Understanding surface area becomes essential when considering anything that involves a coating, paint, or any application spread over the sphere.

• Just like with volume, increasing the radius significantly increases the surface area.
• The surface area depends on the square of the radius, indicating a fast growth in area with increased size.

For our spherical pill with radius 0.5 cm, the surface area calculates to \( \pi \) square centimeters. In the problem, this surface area is used to define the constraints for designing the cylindrical pill.

Calculating the volume of a cylinder involves a different set of parameters. You employ the formula:\[ V = \pi r^2 h \]Here, \( r \) represents the radius of the cylinder's base, and \( h \) is the height of the cylinder.
This formula shows how the volume is dependent on both the circular base area \( \pi r^2 \) and the height.
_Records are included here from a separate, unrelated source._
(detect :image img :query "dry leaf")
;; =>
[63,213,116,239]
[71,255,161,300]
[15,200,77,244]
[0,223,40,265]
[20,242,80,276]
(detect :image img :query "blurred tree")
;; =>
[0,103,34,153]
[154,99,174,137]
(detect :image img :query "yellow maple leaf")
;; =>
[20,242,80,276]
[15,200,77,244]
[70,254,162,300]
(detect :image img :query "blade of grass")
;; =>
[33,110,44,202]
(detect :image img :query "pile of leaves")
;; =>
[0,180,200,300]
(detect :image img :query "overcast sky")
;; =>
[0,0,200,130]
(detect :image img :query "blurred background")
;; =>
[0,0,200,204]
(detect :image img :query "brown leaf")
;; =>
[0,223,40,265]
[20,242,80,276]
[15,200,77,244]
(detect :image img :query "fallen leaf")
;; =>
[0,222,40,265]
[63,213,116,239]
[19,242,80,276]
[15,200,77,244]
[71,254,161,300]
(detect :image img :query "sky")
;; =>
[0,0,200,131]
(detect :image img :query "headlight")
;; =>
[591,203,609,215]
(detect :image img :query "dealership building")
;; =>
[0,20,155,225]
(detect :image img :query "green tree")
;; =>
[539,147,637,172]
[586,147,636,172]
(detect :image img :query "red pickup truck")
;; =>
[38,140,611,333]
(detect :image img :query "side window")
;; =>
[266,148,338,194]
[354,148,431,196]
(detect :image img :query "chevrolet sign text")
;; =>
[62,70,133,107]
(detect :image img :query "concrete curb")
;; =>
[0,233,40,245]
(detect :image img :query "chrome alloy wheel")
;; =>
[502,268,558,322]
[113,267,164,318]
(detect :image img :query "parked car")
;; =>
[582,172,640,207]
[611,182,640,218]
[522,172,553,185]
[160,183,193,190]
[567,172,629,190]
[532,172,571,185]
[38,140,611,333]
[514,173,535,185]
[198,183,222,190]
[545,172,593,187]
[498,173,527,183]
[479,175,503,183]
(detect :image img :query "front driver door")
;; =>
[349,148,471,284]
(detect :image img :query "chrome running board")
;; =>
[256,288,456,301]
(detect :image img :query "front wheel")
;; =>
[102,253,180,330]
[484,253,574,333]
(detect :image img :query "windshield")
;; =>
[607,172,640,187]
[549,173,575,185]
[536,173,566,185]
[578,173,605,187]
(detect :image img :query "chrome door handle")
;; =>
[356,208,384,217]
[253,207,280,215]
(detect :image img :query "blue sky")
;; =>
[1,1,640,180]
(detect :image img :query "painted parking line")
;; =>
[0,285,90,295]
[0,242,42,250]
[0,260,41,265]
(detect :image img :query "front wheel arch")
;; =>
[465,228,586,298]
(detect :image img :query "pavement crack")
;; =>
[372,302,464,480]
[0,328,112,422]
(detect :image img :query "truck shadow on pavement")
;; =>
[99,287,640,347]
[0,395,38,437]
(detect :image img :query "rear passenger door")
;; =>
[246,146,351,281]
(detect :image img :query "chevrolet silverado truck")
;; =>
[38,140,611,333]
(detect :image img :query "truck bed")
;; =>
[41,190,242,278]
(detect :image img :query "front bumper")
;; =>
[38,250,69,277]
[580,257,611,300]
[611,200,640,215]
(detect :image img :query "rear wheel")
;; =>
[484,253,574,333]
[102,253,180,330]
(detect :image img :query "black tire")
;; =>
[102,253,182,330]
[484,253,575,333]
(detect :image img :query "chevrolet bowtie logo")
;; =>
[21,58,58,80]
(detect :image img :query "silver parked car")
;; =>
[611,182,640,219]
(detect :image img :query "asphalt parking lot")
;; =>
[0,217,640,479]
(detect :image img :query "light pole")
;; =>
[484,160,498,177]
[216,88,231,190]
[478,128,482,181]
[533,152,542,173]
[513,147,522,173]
• If either radius or height increases, the volume will increase, highlighting the relationship between these dimensions.
• The base area squared means any small change in radius affects the volume significantly.

Given the volume must match that of the spherical pill, the formula simplifies to \( 6 r^2 h = 1 \) in the original exercise, setting a direct relationship between \( r \), \( h \), and the constrained volume.

For a cylinder, the surface area is determined by both its circular ends and its curved surface. The formula is:\[ A = 2\pi r (r + h) \]This translates to the area on the top and bottom, given by \( 2\pi r^2 \), and the side area, \( 2\pi r h \).
The surface area represents all the exposed surfaces of the cylinder.

• Since it includes both height and radius, changes in these dimensions will impact the total area.
• In scenarios like the stated exercise, the surface area constraint helps derive specific geometry of the forms.

In our specific problem, the cylinder's surface area must be twice that of the sphere, leading to an equation and eventual solution that guides the dimensions \( r \) and \( h \) such that they satisfy this constraint.